The third research question concerned the developmental trends of implicit and explicit knowledge of specific grammatical structures. The results suggest that implicit and explicit knowledge of only one grammatical structure verb 3rdperson -s improved significantly across year levels. Students in Year 3 did significantly better on verb 3rdperson -s than those in Year 1 and Year 2. For the other sixteen structures in terms of both implicit and explicit knowledge, no significant improvement was found across year levels. This finding is significant in that it documented the development of these 17 grammatical structures across proficiency levels in adult English learners in the context of China. It is difficult to say why and what exactly contributed to the significant improvement of implicit and explicit knowledge of this particular structure verb 3rdperson -s across year levels instead of the others. Further study of a longitudinal rather than cross-sectional design on the development of these grammatical structures in terms of both implicit and explicit knowledge would be more revealing about the process of acquisition.
Comparing the scores for implicit and explicit knowledge on each grammatical structure allows us to see whether there were any grammatical structures that are easy in terms of one type of knowledge (implicit or explicit) but difficult in terms of the other type (R. Ellis, 2006b). This study found that 12 grammatical structures (i.e., unreal conditionals, comparative, indefinite article, embedded questions, plural, question tags, verb 3rdperson -s, regular past tense -ed, since/for, possessive -s, relative clauses, and verb complement) were significantly easier in terms of explicit knowledge than they were in terms of implicit knowledge. This implies that L2 learners in this EFL context may very well know the rules for these structures but have difficulty in using them accurately spontaneously. Conversely, when it comes to the structure of modals, with the testing point being that modals should be followed by the base form of the main verb, it was significantly easier in terms of implicit knowledge. For yes/no question, ergative verbs, dative alternation and adverb placement, no significant difference was found in scores between implicit and explicit measures. These results of this study with the support of inferential statistical analysis further confirmed the previous finding by R. Ellis (2006b) that the level of difficulty of grammatical structures varied according to whether it was implicit or explicit knowledge of the structures involved.
With the aim of describing the development of implicit and explicit knowledge of grammatical structures in Chinese learners of English, this study used the four tests developed by R. Ellis (2005) that were intended to distinguish the two types of knowledge. The construct validity of the four tests was first investigated, and results confirmed that the four tests tended to measure two distinct constructs—implicit and explicit knowledge. Based on this result the development of the two types of knowledge of grammatical structures in Chinese adult L2 learners of English was explored. It was found that learners with higher proficiency level had higher level of both implicit and explicit knowledge of grammatical structures, and overall, the learners possessed higher level of explicit knowledge than implicit knowledge. On the development of the seventeen individual grammatical structures, only verb 3rdperson -s improved significantly in terms of the two types of knowledge across year levels. In addition, it was found that the majority of the structures were much easier to learn as explicit knowledge than implicit knowledge for adult L2 learners in the foreign context.

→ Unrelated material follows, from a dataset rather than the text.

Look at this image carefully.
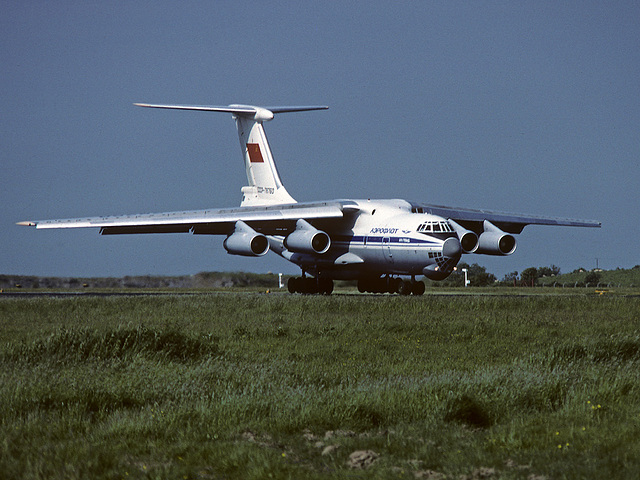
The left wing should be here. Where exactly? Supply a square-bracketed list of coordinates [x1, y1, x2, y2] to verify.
[18, 201, 355, 235]
[412, 204, 602, 234]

In terms of the interface between implicit and explicit knowledge of a second language, this study by the nature of design cannot directly address the question about the role of explicit knowledge on the development of implicit knowledge. However, this study is contributive in two aspects. First, it provided strong support for having available relatively separate measures of the two types of knowledge. It is only when sensitive measures of the two knowledge types are well established that we can empirically address the theoretical positions on the interface between them. Second, this study provided a description of the development of both types of knowledge of a wide variety of grammatical structures in a group of adult EFL learners. The finding that both types of knowledge increased with year level provides empirical evidence for the argument that explicit knowledge does not transform into implicit knowledge in the sense of metamorphosis (DeKeyser, 2009; Paradis, 1994) because explicit knowledge remains available or even increases after implicit knowledge is acquired.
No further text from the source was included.